Daba Finance/Kenya Revives Delayed Tech Hub With Fresh $26M Funding
BREAKING NEWSApril 8, 2026 at 10:38 AM UTC

TLDR

  • KIRDI techno-centre project in Nairobi revived with increased funding of KES 3.4 billion, now totaling KES 8.56 billion.
  • Construction contract awarded to Kingsley Construction Company for KES 2.66 billion, aiming for completion by February 2028.
  • Ongoing delays and challenges in large public infrastructure projects in Kenya underscore funding constraints, procurement issues, and execution challenges.

Kenya Industrial Research and Development Institute’s stalled techno-centre in Nairobi has been revived with new funding and a new contractor, extending delays on a project first proposed in 2013, per a TechCabal report.

The government added KES 3.4 billion, about $26.1 million, raising total project cost to KES 8.56 billion, or $65.9 million. This is up from the original KES 5.9 billion budget, according to disclosures by Kenya National Highways Authority.

KeNHA awarded the main construction contract to Kingsley Construction Company for KES 2.66 billion. The company is expected to complete the project by February 2028.

The techno-centre was initially scheduled for completion in 2016 but has faced repeated delays due to funding gaps and contractor disputes. Construction stopped in 2022 after the original contractor left the site over unpaid bills.

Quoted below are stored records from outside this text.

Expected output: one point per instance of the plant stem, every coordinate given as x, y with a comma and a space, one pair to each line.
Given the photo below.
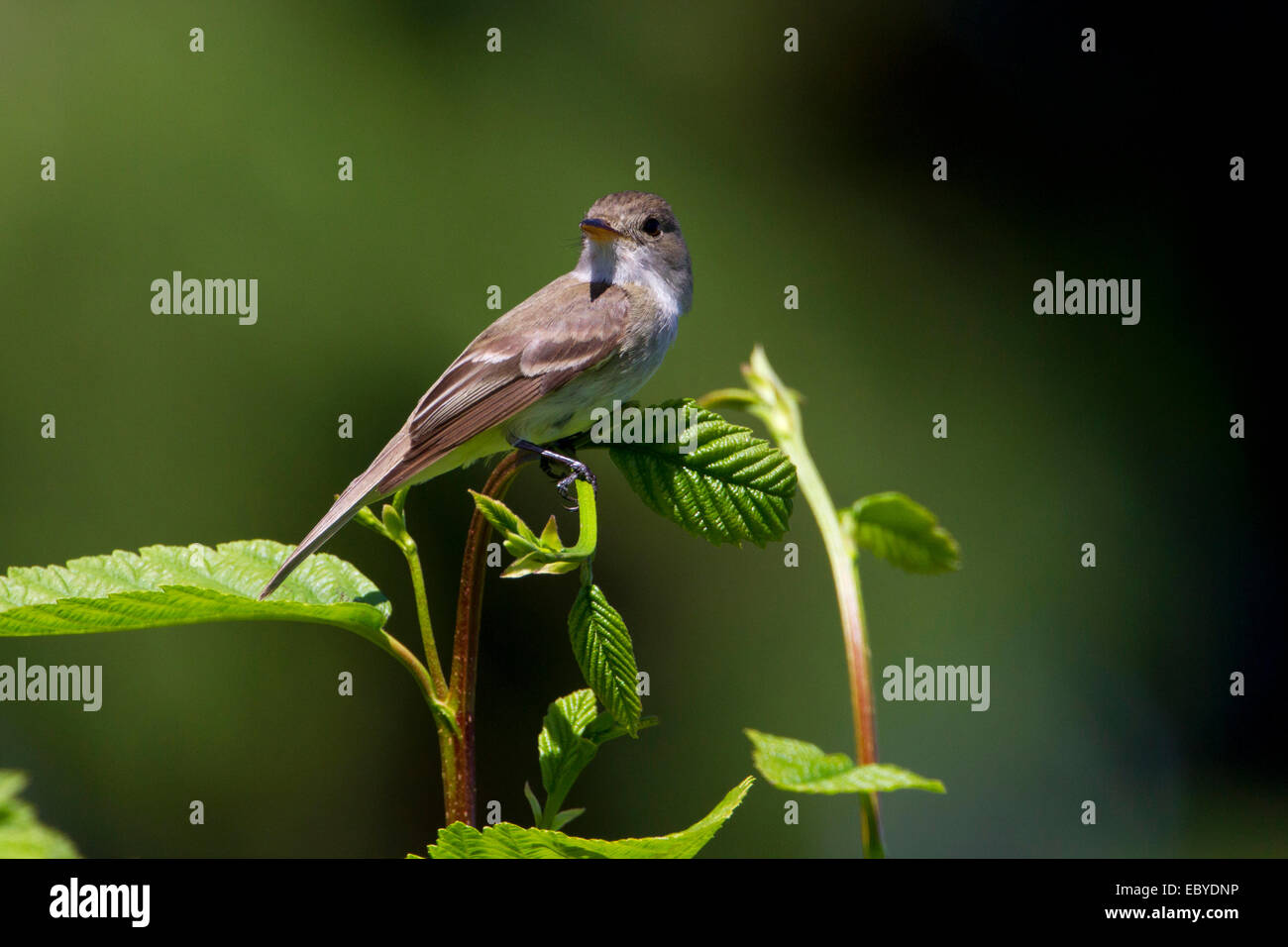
458, 751
849, 599
778, 406
402, 654
426, 630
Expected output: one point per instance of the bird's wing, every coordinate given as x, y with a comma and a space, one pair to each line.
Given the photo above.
536, 348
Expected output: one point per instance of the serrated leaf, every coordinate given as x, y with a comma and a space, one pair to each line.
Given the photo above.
902, 532
732, 486
605, 656
163, 586
562, 749
22, 835
506, 840
567, 815
533, 802
800, 767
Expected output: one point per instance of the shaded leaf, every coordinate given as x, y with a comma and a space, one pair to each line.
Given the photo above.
162, 586
21, 832
800, 767
506, 840
605, 656
902, 532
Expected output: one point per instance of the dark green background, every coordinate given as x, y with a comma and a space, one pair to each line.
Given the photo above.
914, 299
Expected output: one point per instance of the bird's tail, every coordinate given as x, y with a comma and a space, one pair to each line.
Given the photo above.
356, 495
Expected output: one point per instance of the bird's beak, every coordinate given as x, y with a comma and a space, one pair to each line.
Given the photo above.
597, 230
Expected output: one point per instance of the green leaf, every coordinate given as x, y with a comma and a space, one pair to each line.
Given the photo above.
162, 586
605, 656
532, 804
533, 554
730, 487
565, 817
506, 840
562, 749
21, 832
793, 764
902, 532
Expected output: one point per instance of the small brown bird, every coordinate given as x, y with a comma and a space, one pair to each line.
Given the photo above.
532, 377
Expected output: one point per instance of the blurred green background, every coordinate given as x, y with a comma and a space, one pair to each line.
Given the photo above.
807, 169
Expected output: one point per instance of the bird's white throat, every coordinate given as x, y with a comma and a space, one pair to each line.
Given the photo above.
618, 262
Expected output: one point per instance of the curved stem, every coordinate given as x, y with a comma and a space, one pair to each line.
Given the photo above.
778, 406
849, 599
458, 753
426, 629
402, 654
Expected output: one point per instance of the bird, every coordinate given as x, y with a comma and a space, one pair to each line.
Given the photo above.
532, 377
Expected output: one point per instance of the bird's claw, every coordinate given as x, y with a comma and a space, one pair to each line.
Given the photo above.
567, 486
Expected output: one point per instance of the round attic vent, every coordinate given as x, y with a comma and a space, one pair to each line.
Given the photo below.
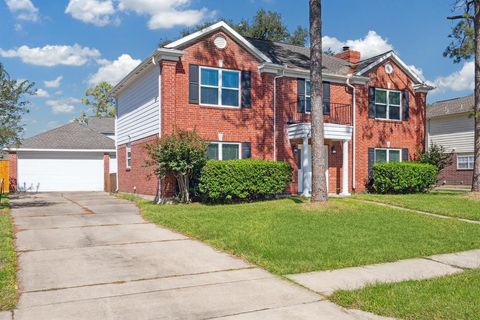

Kenya’s Auditor-General Nancy Gathungu said about KES 5 billion had already been spent on the incomplete project, with limited value delivered so far.

Key Takeaways

The KIRDI techno-centre highlights execution challenges in large public infrastructure and innovation projects in Kenya. While the country has set ambitions to build an innovation-led economy, delivery has been slowed by funding constraints, procurement issues, and contractor disputes. Similar delays have affected projects like Konza Technopolis, raising questions about project management and capital allocation. Cost overruns of more than 50% indicate weak planning and financing structures, where initial budgets do not account for delays or inflation. The decision to continue funding the project through the Treasury rather than a public-private partnership reflects a preference for state-led completion despite fiscal pressure. For investors and the private sector, these delays undermine confidence in public infrastructure timelines and returns. For policymakers, the challenge is shifting from project announcement to execution, ensuring that capital deployed translates into functional assets that support innovation, research, and industrial growth.